Dried Fish
by Toru Mabuchi
- Source:
- ukiyo-e.org
Description
Dried Fish is a Japanese woodblock print by Toru Mabuchi catalogued through [ukiyo-e](/glossary/ukiyo-e).org from the Japanese Art Open Database. The subject is one of the most distinctive in Mabuchi's still-life output, depicting preserved fish, a familiar element of the Japanese pantry and culinary tradition. Dried and salted fish appear across Japanese visual culture as emblems of everyday domestic life, and the subject also connects to broader East Asian still-life traditions in which prepared foodstuffs are treated as worthy of careful pictorial attention. Mabuchi handles the subject through the design vocabulary of [sosaku-hanga](/glossary/sosaku-hanga), with simplified contours, attentive surface texture, and flat color planes that emphasize the rhythm of the fish bodies. As a creative-print artist, Mabuchi designed, carved, and printed the blocks himself, and the resulting surface registers the deliberate texture of the woodblock together with carefully tuned color. The choice of dried fish as a subject signals Mabuchi's interest in everyday domestic objects, alongside the vases, fruit, and tabletop arrangements that make up much of his work.
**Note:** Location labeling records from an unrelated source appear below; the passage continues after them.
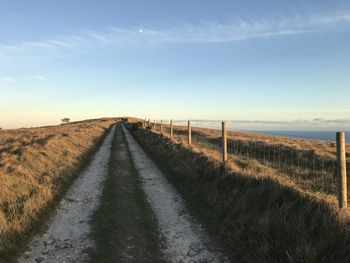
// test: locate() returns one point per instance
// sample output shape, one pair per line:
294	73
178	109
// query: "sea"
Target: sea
300	134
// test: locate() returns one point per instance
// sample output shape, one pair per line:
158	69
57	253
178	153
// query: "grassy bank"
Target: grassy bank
36	167
258	215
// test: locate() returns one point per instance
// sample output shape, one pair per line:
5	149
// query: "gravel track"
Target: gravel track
67	237
185	239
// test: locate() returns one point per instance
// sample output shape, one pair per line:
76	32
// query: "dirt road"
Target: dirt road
122	209
68	235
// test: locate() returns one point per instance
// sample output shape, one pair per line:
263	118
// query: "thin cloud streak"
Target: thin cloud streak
87	42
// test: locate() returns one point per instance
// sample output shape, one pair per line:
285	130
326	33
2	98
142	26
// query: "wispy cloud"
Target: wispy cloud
39	77
7	79
239	30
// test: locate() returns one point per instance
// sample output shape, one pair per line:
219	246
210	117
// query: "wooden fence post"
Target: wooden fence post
224	142
189	134
341	171
171	130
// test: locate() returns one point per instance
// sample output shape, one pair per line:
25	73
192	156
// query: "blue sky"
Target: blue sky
269	61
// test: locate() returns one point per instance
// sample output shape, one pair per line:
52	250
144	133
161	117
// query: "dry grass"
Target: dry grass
258	213
35	164
315	172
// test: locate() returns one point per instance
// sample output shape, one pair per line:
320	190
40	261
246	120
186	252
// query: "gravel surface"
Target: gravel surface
185	239
67	237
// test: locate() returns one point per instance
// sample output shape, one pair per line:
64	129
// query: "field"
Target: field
35	166
259	211
309	165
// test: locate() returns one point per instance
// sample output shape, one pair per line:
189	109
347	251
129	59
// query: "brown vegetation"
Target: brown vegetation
35	166
310	165
259	213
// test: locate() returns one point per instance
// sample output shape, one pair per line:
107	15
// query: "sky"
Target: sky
261	62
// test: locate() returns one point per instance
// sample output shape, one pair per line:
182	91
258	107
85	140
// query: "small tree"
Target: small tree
65	120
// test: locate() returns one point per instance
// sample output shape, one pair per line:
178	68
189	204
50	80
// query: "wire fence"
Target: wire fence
307	164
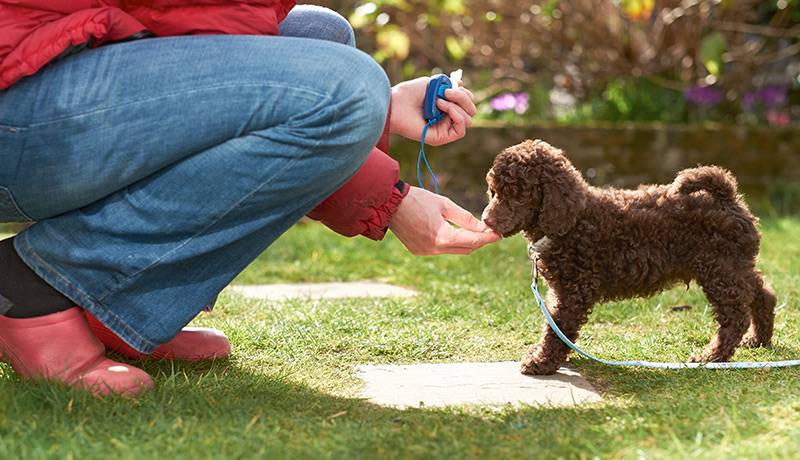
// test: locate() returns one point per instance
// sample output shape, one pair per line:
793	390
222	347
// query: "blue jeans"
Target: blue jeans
158	169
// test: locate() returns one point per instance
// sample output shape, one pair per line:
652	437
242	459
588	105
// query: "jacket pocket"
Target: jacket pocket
9	210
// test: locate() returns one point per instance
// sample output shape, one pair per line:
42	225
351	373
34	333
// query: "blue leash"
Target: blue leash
648	364
422	157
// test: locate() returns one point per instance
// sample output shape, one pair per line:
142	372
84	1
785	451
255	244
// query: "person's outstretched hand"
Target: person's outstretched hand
407	120
422	224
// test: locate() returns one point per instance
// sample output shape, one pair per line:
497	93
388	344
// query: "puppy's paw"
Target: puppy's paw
752	341
535	365
709	357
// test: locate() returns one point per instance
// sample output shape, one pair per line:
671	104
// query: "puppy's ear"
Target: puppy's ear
563	194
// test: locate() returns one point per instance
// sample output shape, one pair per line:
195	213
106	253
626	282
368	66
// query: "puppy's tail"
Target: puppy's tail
717	181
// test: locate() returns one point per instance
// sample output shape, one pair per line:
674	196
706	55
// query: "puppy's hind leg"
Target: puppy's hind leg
762	313
730	294
569	313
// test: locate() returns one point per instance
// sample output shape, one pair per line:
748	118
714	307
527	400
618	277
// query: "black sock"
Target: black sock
22	290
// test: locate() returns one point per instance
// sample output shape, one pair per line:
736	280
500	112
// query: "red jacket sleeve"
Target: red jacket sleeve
365	204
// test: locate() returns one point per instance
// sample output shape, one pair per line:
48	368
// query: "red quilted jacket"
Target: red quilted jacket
34	32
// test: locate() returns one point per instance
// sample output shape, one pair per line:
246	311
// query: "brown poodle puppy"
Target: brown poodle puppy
596	245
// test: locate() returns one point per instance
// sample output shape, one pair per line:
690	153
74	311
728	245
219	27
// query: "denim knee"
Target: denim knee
311	21
367	97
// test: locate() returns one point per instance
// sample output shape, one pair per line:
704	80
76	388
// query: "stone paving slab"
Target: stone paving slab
432	385
359	289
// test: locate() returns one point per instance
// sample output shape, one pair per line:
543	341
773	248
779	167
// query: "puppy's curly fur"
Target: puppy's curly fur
597	245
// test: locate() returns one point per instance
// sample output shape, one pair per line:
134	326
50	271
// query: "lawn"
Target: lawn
290	388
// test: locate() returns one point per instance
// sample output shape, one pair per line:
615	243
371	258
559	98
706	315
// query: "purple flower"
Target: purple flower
704	96
517	102
769	97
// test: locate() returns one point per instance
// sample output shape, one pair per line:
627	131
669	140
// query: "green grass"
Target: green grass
290	389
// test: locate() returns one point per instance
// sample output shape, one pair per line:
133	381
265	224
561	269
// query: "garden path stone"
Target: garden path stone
322	290
431	385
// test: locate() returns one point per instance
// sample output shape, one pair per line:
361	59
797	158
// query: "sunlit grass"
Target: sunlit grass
290	389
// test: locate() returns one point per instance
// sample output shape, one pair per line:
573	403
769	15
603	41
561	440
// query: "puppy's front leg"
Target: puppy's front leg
570	313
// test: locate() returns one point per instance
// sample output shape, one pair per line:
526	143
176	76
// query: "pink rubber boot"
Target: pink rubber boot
191	344
60	347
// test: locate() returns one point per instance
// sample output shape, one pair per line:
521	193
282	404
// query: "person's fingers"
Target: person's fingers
462	238
462	217
470	93
462	98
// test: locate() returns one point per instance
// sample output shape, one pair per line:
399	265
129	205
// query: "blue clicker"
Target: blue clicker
436	87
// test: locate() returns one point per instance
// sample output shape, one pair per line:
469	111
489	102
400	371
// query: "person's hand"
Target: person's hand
407	120
422	224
Dried Fish thereby contributes to a portrait of Japanese household life seen through the medium of the Japanese woodblock print. Its record in the Japanese Art Open Database, aggregated by ukiyo-e.org, provides a documented point of reference for collectors and researchers interested in Mabuchi's still-life practice and in the wider postwar sosaku-hanga tradition.